Kenya in shock after Shebab massacre
Death toll likely to climb above 147, Shabaab killed more than 400 people in Kenya
Garissa ( Kenya), April 3: The death toll in an assault by Somali militants on a Kenyan university is likely to climb above 147, a government source and media said on Friday, as anger grew among local residents over what they say was a government failure to prevent bloodshed.
Strapped with explosives, masked Al Shabaab gunmen stormed the Garissa University College campus, some 200 km ( 120 miles) from the Somali border, in a pre- dawn rampage on Thursday.

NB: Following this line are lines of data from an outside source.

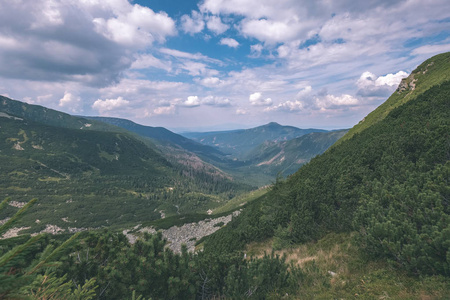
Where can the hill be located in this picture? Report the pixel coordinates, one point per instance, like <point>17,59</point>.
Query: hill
<point>286,157</point>
<point>239,143</point>
<point>91,178</point>
<point>162,135</point>
<point>388,182</point>
<point>433,71</point>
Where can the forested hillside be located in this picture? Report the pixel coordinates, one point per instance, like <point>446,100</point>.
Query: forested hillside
<point>389,182</point>
<point>369,218</point>
<point>92,178</point>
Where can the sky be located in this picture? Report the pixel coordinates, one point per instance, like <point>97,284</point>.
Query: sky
<point>216,64</point>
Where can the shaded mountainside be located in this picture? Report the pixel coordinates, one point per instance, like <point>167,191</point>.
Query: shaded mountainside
<point>388,181</point>
<point>161,135</point>
<point>430,73</point>
<point>89,178</point>
<point>239,143</point>
<point>287,157</point>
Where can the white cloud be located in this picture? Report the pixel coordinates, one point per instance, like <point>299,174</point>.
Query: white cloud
<point>194,24</point>
<point>91,42</point>
<point>431,49</point>
<point>256,50</point>
<point>331,101</point>
<point>215,24</point>
<point>165,110</point>
<point>270,31</point>
<point>372,86</point>
<point>288,106</point>
<point>145,61</point>
<point>109,104</point>
<point>216,101</point>
<point>137,25</point>
<point>241,111</point>
<point>70,101</point>
<point>192,101</point>
<point>193,56</point>
<point>229,42</point>
<point>210,81</point>
<point>256,99</point>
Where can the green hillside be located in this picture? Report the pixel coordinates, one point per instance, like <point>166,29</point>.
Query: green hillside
<point>238,143</point>
<point>285,158</point>
<point>432,72</point>
<point>388,182</point>
<point>88,178</point>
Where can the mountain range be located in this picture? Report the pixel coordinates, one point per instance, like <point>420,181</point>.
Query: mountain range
<point>91,170</point>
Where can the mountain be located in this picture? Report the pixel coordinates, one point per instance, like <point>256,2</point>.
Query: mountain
<point>387,181</point>
<point>161,135</point>
<point>87,173</point>
<point>238,143</point>
<point>287,157</point>
<point>258,167</point>
<point>432,72</point>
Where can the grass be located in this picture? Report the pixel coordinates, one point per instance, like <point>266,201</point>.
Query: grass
<point>432,72</point>
<point>334,268</point>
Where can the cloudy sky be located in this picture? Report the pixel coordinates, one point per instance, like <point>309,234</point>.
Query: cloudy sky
<point>216,64</point>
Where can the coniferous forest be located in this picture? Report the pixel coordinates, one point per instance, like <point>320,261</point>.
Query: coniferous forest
<point>378,200</point>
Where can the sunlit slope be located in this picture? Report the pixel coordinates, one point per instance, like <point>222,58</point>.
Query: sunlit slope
<point>430,73</point>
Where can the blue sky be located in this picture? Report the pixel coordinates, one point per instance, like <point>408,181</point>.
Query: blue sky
<point>216,64</point>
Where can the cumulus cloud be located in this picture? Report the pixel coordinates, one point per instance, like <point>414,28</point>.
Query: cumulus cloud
<point>191,101</point>
<point>87,41</point>
<point>109,104</point>
<point>145,61</point>
<point>192,24</point>
<point>256,99</point>
<point>70,101</point>
<point>372,86</point>
<point>288,106</point>
<point>431,49</point>
<point>241,111</point>
<point>165,110</point>
<point>215,24</point>
<point>332,101</point>
<point>136,25</point>
<point>229,42</point>
<point>299,104</point>
<point>216,101</point>
<point>210,81</point>
<point>256,50</point>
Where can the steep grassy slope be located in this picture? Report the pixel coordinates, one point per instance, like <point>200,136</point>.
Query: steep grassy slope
<point>390,182</point>
<point>430,73</point>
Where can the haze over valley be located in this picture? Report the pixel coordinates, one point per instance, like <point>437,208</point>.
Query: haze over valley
<point>224,149</point>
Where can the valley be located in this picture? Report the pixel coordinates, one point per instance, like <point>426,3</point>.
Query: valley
<point>269,212</point>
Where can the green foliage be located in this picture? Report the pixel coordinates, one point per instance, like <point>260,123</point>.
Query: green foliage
<point>49,286</point>
<point>389,182</point>
<point>77,173</point>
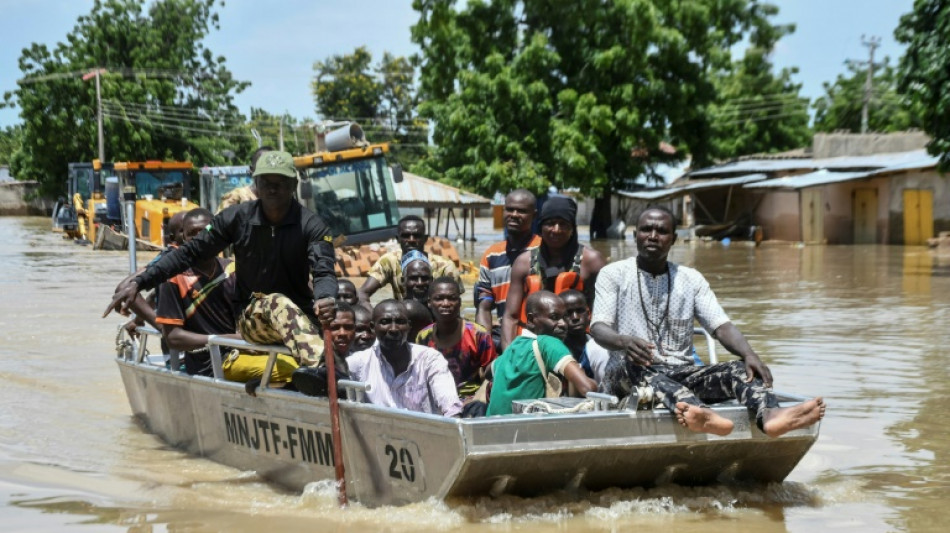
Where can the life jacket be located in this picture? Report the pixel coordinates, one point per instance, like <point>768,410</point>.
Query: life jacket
<point>534,281</point>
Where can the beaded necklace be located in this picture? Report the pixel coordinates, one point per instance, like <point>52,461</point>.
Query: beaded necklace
<point>658,325</point>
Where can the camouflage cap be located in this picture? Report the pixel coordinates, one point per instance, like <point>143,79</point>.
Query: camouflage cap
<point>280,163</point>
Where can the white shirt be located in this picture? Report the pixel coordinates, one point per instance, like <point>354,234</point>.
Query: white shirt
<point>426,386</point>
<point>624,292</point>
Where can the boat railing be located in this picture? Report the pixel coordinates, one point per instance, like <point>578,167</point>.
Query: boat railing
<point>710,344</point>
<point>356,390</point>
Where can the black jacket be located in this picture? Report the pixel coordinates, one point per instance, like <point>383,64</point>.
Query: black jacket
<point>268,259</point>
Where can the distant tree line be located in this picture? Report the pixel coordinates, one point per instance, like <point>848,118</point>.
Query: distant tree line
<point>504,93</point>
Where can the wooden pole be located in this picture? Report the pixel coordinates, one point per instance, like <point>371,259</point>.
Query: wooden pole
<point>335,417</point>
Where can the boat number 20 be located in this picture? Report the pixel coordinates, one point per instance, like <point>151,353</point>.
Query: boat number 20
<point>401,463</point>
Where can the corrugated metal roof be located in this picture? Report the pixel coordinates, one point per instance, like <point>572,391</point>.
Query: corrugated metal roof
<point>916,160</point>
<point>875,161</point>
<point>821,177</point>
<point>658,194</point>
<point>416,191</point>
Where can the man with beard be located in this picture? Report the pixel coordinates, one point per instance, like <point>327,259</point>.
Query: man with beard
<point>278,246</point>
<point>494,270</point>
<point>364,335</point>
<point>346,292</point>
<point>517,373</point>
<point>644,313</point>
<point>411,235</point>
<point>558,264</point>
<point>402,374</point>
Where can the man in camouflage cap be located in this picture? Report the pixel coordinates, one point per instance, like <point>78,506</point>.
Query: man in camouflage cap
<point>278,245</point>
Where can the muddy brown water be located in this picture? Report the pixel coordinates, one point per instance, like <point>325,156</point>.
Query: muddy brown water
<point>867,327</point>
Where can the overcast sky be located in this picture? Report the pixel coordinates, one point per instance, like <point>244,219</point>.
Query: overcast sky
<point>274,44</point>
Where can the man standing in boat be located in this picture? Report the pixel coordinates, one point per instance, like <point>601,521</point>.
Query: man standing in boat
<point>558,264</point>
<point>278,245</point>
<point>494,270</point>
<point>644,312</point>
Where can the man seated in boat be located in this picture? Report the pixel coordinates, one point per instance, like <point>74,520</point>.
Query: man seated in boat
<point>466,346</point>
<point>346,292</point>
<point>312,381</point>
<point>144,308</point>
<point>278,245</point>
<point>364,336</point>
<point>591,356</point>
<point>518,372</point>
<point>197,302</point>
<point>558,264</point>
<point>644,314</point>
<point>403,374</point>
<point>411,235</point>
<point>416,276</point>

Anger over the massacre was compounded by the fact there were warnings last week that an attack on a university was imminent.
Local residents accused the authorities of doing little to boost security in this little- developed region. “It’s because of laxity by the government that these things are happening. For something like this to happen when there are those rumours is unacceptable,” said Mohamed Salat, 47, a Somali Kenyan businessman.
Officials said almost 150 people died, with at least 79 wounded, many critically. But with an uncertain number of students and staff still missing, the casualties may yet mount. “Yes, there is a likelihood of numbers going up,” said one government source dealing with the Garissa attack. Kenya’s biggestselling Daily Nation newspaper, citing sources, said the death toll would be significantly higher.
The violence will heap further pressure on President Uhuru Kenyatta, who has struggled to stop frequent militant gun and grenade attacks that have dented Kenya’s image abroad and brought the country’s vital tourism industry to its knees.
More than 400 people have been killed by Al Qaeda- allied Al Shabaab in the east African nation since Mr Kenyatta took office in April 2013, including some 67 people who died in a blitz on a shopping mall in the capital Nairobi in September of that year.
Al Shabaab says its recent wave of attacks are retribution for Kenya sending troops into Somalia to fight the group alongside other African Union peacekeepers.
Survivors of the Garissa attack spoke of merciless executions by the attackers, who stalked classrooms and dormitories hunting for non- Muslim students.
Reuben Mwavita, 21, a student, said he saw three female students kneeling in front of the gunmen, begging for mercy. “The mistake they made was to say ‘ Jesus, please save us’, because that is when they were immediately shot,” Mwavita said.